I don’t often say ‘leak’; it’s usually ‘going to the loo’ or ‘paying a visit’. The nearest I get to saying ‘wee’ is ‘widdle’. Me and the missus never say ‘piss’ for urine, though we say ‘pissed’, e.g. ‘pissed out (of) his tree’. We agree that even ‘pee’ is a bit vulgar. But we differ on ‘crap’, which I think is ok, advisedly; the wife never says it.
All this has reminded me of Cat and Mouse by Gunter Grass… you know, the bit where the teenage girls wee on the ice to melt it. Now you’ll get round to reading it, won’t you.

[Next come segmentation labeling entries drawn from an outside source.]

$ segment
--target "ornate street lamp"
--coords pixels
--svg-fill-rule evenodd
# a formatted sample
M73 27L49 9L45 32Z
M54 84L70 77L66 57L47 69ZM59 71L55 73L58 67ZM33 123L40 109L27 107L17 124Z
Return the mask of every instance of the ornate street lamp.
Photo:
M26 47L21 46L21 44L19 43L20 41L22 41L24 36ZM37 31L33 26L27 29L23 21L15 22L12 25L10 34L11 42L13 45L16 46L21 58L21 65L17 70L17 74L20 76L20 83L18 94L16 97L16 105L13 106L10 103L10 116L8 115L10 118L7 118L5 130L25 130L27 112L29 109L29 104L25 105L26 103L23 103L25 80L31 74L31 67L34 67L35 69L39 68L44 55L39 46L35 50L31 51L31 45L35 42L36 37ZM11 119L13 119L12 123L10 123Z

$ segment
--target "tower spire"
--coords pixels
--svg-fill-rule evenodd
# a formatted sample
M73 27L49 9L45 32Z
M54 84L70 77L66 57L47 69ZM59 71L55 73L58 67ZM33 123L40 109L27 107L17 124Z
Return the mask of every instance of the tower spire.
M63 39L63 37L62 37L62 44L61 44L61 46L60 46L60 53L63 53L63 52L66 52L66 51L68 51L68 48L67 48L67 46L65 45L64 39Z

Oh, and can anyone from the North East explain for me the verse containing ‘we can have a wee-wee, we can have a wet on the wall’ – I’ve never understood it.
Hi, David.
Well, I’m from the north-east and remember buying the ‘Fog on the Tyne’ album the week it came out.
Basically, it refers to the practice of (men) pissing against a wall; no more and no less.
John
I bought ‘Fog on the Tyne’ later John, after the single was played on the radio. With money from my Saturday job at the Co Op, I should think. Yes, I get ‘pissing against a wall’ but what about the rest of the verse?
We can swing together,
We can have a wee wee,
We can have a wet on the wall.
If someone slips a whisper,
That is simple sister,
Slap them down and slap it on their smalls.
I found myself saying ‘wee’ the other day; didn’t think I said it. I don’t suppose anyone’s interested. Even Ben.